Jesus' Benfica Are Up for the Task Despite Focus Being Elsewhere
"It's an important game but the league is our great goal, I won't change the focus from that," so said Benfica manager Jorge Jesus in his pre-match press conference, here via Sky Sports.
"The priority is to be champions again, and taking this idea into account, the league is our priority although other competitions are important too."
Jesus' Benfica side proved largely comfortable against Tottenham. Partly an indictment of the Premier League club's performance against a team whose focus is elsewhere, it was also testament to the Portuguese champions' class.
The Eagles squad has undergone change since their Europa League final loss to Chelsea last season, but their aptitude for continental competition remains. They may have just missed out on making the Champions League knockout stage, but they are a serious threat for Europe's secondary competition.
Winning the North London Derby Has Just Become Even More Important
In one week, Tottenham's season may have properly unravelled.
Last weekend's loss to Chelsea has diminished the likelihood of them finishing in the Premier League's top four and qualifying for the Champions League. Thursday's defeat to Benfica has seriously dented their hopes of at least enjoying a good run in the Europa League.
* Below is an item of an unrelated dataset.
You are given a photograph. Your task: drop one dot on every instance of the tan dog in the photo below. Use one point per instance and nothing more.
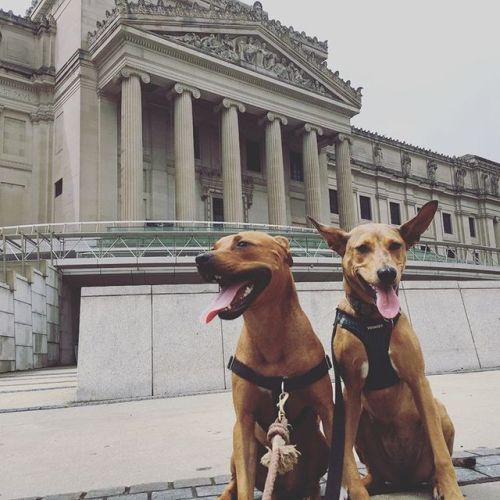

Sunday's North London derby is definitely not just about keeping their chances of finishing fourth alive. It really has become a vital opportunity to get a much-needed morale boost for Sherwood's side.
Beating Arsenal could revitalise a campaign that is threatening to peter out. At the very least, a positive performance is required, one that shows the kind of direction Spurs went to head in for the remainder of the season.
If not, it is very much a case of going back to the drawing board and making plans for 2014-15. But right now, August seems a long way away.